Leży teraz podparta pięcioma poduszkami, a w zasadzie bardziej
siedzi niż leży, a ja mam ją dwa razy dziennie opukiwać.
Przynajmniej dwa razy dziennie. Powiem ci, że to wszystko mnie
przerasta. Barnaba pokazywał mi, jak się opukuje plecy, ale wcale
nie wiem, czy dobrze to robię... Ciocia Basia się zreflektowała i
przysłała domowy rosół, ale babcia tylko pomieszała łyżką,
bardzo mało zjadła.
- A tato?
- Nad tatą pieczę
trzyma stryj Bela. Odwiedza go trzy razy dziennie, nosi jakieś
smakołyki, jakieś owoce, kaszkę mannę z utartym jabłkiem, ale
tato też nie da rady jeść. Mówiłem mu, że trochę powinien
przymusić się do jedzenia, bo skąd organizm ma mieć siły do
przezwyciężenia choroby, ale on tylko na mnie popatrzył i nic nie
powiedział. Wydaje mi się, że ma problemy z oddychaniem, i to
większe, niż babcia.
- Piotruś... Trzeba wierzyć, że
będzie dobrze. Nawet gdybym była w domu, to i tak nic bym nie mogła
pomóc. Wszystko w rękach lekarzy. A jedzenie na święta przywiozę,
nie martw się. Tylko chleb kup, bo tego już nie będę z Krakowa
wiozła.
- Tak, chleb kupuję codziennie, aby babcia miała
świeży, bo czasem trochę uskubnie. Za to ja mam jakiś szalony
apetyt, tylko bym jadł i jadł. Po chleb chodzę wcześnie rano
razem z Tajkim. Wiesz? Znów muszę sam mu gotować kaszę i takie
tam...
- Młody jesteś, może akurat gwałtownie rośniesz.
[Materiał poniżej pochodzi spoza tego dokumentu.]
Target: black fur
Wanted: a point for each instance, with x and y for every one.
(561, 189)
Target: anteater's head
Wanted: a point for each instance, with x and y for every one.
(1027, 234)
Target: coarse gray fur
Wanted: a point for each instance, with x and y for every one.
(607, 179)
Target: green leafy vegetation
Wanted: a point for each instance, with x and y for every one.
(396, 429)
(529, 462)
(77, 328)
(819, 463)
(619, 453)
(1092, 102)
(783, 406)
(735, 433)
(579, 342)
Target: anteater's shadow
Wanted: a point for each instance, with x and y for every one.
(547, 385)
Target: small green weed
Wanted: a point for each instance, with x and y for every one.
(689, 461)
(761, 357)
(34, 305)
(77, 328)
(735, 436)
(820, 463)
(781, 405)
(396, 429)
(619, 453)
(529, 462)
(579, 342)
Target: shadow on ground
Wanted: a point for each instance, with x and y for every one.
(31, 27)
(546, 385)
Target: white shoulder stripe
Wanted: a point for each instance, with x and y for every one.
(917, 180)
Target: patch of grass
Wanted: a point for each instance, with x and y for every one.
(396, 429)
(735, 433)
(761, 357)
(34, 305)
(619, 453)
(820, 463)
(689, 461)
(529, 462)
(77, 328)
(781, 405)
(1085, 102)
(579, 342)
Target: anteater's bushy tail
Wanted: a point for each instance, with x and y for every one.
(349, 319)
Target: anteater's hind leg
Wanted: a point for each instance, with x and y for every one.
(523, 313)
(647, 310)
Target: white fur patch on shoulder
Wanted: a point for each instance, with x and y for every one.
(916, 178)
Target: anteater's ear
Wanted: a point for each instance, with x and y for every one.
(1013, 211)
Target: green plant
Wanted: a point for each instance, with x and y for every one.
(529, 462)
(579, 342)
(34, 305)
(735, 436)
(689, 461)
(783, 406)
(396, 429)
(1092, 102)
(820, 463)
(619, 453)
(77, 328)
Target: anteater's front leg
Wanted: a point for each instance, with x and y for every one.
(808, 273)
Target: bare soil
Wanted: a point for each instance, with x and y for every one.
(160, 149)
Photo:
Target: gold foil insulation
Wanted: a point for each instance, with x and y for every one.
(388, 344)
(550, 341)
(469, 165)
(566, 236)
- Chyba rosnę, bo jakoś wszystkie spodnie wydają się mi za
krótkie. I rękawy przy bluzach też... Ale tak gwałtownie?
- Ktoś mi mówił, że chłopcy właśnie rosną tak skokowo, a
dziewczynki systematycznie. Nie wiem, czy to prawda. Dobra –
kończymy rozmowę, bo mam trochę pilnej pracy. Przyjadę
najszybciej, jak to będzie możliwe. Podobno dyrektor w wigilię
zwalnia kobiety do domu już w południe, więc będę jechała
prosto z pracy, bez zajeżdżania do domu. Ale ty jutro znów dzwoń
do mnie.
Zapowiadały się wyjątkowo smutne święta...
Stefcia nie miała głowy do prezentów. Żałowała, że nie
pomyślała o nich w październiku lub chociaż w listopadzie. Co
mogła, to kupiła w peweksie, w księgarni i w Sukiennicach.
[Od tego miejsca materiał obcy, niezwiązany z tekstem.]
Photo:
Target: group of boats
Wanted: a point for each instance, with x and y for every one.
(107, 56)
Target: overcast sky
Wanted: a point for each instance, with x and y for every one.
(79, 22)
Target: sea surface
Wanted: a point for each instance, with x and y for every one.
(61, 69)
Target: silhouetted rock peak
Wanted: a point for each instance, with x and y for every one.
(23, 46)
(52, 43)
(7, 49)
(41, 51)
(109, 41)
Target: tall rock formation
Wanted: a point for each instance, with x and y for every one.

Kamilowi zawiozła ciepłą czapkę i szalik – w sam raz na narty.
Rozmawiali bardzo krótko, Stefcia nawet nie zdjęła kurtki, bo już
leciała dalej w nadziei, że zdobędzie trochę czekoladowych
słodyczy. Prawdziwych czekoladowych, a nie czekoladopodobnych.
Niestety, straciła tylko czas, a nic nie udało się jej kupić.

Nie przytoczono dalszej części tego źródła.